Given the efforts being made by local governments withthe development of alternative means of transportation, the officials in charge of transport policy want to have a exact idea of the evolution of bike use. This is done to be able to gauge the impact of said policies and thus make possible adjustments.

In any case, if the 2002 survey of people and their movements showed a decline in the number of everyday bike users, it also showed evidence of new practices, with a strong increase in the number of occasional cyclists. The latter are more opportunistic in their riding habits, and are particularly affected by the seasons and the weather. It is essential that we characterise this practice with close observation.
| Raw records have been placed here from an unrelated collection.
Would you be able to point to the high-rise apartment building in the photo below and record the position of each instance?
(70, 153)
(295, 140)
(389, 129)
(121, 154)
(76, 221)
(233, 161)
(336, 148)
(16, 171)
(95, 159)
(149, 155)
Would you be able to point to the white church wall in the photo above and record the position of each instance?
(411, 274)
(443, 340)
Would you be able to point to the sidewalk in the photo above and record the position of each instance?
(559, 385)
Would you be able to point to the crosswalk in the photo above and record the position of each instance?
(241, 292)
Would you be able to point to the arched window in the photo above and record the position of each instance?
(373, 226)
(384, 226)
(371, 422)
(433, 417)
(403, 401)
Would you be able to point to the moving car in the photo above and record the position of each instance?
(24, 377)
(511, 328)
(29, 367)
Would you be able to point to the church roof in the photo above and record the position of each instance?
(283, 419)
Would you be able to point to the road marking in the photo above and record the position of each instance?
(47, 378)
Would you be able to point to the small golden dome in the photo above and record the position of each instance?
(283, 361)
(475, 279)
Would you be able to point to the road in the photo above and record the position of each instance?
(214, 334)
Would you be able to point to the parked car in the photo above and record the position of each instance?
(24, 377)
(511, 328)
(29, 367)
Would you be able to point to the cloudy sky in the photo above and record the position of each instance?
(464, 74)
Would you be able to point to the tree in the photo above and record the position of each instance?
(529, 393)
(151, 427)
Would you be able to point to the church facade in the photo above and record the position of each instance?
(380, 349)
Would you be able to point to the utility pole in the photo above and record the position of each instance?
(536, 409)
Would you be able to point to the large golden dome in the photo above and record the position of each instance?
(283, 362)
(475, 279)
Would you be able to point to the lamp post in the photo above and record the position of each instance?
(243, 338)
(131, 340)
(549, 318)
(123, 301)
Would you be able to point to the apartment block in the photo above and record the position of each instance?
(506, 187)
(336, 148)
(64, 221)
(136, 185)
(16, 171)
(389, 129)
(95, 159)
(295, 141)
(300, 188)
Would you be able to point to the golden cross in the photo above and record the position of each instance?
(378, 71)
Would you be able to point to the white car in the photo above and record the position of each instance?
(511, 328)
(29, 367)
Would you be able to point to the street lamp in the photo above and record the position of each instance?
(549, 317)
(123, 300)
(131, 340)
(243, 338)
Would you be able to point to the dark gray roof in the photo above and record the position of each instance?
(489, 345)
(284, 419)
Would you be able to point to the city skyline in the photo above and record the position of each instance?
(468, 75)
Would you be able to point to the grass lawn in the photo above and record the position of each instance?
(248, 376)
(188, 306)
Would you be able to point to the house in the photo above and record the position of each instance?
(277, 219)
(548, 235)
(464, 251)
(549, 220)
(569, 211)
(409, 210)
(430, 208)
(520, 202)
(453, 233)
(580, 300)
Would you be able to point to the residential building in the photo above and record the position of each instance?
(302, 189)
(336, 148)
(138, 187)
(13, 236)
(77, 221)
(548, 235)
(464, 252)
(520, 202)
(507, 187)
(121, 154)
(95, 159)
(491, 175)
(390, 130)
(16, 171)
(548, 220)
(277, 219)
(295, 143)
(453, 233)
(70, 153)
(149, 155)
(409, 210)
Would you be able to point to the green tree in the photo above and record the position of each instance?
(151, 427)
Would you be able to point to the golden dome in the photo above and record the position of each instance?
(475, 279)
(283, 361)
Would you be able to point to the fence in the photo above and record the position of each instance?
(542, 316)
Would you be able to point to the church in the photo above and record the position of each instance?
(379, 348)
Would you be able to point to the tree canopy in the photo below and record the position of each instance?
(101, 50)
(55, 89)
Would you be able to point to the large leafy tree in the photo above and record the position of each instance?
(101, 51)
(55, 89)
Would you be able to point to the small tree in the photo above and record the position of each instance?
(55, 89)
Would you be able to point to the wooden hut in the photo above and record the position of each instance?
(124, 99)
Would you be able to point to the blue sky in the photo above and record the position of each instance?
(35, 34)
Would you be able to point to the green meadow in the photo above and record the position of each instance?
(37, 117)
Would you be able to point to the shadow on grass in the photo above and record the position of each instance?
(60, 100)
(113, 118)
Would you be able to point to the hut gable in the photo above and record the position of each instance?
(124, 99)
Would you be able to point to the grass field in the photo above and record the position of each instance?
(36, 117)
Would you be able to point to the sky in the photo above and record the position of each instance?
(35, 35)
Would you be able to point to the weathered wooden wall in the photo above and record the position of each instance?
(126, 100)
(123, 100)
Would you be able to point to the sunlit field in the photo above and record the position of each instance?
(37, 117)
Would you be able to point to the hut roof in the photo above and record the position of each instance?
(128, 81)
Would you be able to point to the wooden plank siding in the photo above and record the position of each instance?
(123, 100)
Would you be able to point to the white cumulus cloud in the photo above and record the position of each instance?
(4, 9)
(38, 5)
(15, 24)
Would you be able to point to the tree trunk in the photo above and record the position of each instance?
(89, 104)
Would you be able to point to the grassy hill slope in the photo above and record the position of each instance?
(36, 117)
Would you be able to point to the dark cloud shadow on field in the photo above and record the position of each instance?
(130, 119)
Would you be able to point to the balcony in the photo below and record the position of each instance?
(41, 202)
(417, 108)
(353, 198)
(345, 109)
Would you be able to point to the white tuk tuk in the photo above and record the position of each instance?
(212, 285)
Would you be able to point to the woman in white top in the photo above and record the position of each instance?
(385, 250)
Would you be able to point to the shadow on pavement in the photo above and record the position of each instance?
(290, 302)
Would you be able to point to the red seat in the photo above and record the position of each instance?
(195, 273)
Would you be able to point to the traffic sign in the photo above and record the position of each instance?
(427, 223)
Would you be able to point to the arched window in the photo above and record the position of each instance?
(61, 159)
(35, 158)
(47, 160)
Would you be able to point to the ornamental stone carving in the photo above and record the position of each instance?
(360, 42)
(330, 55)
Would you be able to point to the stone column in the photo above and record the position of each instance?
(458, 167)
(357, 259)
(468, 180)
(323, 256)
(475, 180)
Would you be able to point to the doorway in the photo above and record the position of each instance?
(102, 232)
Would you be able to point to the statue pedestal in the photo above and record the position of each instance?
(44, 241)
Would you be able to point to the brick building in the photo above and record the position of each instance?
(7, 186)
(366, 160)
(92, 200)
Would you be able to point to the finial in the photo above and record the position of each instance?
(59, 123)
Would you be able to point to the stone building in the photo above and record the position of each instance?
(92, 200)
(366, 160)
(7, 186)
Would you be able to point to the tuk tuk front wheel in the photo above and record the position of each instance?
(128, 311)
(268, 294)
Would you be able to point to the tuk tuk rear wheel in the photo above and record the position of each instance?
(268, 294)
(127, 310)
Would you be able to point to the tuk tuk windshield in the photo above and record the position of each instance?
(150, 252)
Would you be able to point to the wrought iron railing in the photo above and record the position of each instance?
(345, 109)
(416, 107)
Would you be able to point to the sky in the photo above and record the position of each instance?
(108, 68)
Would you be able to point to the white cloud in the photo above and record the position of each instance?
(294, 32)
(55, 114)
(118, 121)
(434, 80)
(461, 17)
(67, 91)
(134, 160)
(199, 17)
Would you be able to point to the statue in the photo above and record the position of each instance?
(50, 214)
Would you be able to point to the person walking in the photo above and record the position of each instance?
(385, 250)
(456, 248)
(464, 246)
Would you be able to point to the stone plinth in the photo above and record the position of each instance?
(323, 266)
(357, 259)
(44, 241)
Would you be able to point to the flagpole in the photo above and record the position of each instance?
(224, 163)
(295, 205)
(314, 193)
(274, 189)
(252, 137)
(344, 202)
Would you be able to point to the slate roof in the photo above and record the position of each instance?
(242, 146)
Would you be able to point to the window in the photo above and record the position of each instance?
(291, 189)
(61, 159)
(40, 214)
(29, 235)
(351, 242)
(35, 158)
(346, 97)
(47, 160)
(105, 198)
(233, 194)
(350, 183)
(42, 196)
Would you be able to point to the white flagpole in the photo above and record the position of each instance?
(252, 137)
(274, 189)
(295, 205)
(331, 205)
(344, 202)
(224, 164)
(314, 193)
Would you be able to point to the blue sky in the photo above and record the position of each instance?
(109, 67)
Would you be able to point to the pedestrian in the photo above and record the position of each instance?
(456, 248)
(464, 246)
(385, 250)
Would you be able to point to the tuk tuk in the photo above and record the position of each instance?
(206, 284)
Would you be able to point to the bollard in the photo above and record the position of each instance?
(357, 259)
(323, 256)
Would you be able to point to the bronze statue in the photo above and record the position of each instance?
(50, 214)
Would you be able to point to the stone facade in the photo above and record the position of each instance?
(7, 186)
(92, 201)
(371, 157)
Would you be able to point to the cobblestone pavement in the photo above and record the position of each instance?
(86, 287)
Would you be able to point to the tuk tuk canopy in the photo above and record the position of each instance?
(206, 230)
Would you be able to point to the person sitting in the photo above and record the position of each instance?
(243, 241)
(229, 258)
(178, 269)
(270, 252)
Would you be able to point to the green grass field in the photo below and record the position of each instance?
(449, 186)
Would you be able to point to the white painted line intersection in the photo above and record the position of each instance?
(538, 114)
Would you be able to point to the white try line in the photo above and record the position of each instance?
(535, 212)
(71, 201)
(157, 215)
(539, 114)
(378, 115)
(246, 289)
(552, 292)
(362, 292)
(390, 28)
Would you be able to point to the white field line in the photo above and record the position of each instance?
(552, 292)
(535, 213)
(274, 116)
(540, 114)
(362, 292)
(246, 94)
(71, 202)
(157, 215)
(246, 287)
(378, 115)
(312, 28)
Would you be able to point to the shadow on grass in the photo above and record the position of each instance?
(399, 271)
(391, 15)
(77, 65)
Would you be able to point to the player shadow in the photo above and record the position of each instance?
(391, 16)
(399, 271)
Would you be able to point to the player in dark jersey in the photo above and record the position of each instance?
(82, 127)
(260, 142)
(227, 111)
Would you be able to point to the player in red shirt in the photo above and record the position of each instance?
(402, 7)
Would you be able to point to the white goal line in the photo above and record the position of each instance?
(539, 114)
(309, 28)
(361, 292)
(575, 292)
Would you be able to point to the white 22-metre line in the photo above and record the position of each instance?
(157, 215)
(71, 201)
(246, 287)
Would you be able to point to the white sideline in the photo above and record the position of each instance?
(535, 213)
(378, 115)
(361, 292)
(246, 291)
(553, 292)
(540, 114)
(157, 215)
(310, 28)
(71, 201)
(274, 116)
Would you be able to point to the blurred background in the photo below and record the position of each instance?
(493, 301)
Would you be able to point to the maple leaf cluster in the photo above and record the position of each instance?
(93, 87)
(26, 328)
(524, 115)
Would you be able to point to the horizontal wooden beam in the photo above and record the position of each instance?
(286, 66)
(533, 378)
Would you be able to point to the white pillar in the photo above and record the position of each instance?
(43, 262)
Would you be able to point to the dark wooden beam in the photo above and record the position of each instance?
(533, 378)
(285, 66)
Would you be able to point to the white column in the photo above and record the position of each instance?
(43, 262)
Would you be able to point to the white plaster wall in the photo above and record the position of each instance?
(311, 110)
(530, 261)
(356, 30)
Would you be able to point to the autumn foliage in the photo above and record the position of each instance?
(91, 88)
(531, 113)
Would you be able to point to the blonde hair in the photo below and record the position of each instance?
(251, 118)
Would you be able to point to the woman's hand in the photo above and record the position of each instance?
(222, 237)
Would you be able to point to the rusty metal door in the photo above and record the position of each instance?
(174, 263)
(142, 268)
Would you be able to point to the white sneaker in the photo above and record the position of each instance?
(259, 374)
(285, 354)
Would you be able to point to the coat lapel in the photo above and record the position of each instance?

What are the objectives of a permanent and automatic follow-up?

Putting automatic counters in place within the city is carried out with three objectives in mind:

To have a better knowledge of the influence of the seasons and the weather on bike use within the city of Grenoble. Eventually, the accumulation of data should allow us to adjust for the effects caused by different seasons and the weather when assessing data received from regular (punctual) counts.

Increasing the reliability of the follow-up, moving from regular (punctual) observation (counting during a whole day) to an annual volume, which will limit the uncertainties.

Gauging the impact of the city's cycling policies (as a supplement to regular counting campaigns) by initiating a follow-up which verifies usage during slack periods, the practice of leisure activities during the weekend etc.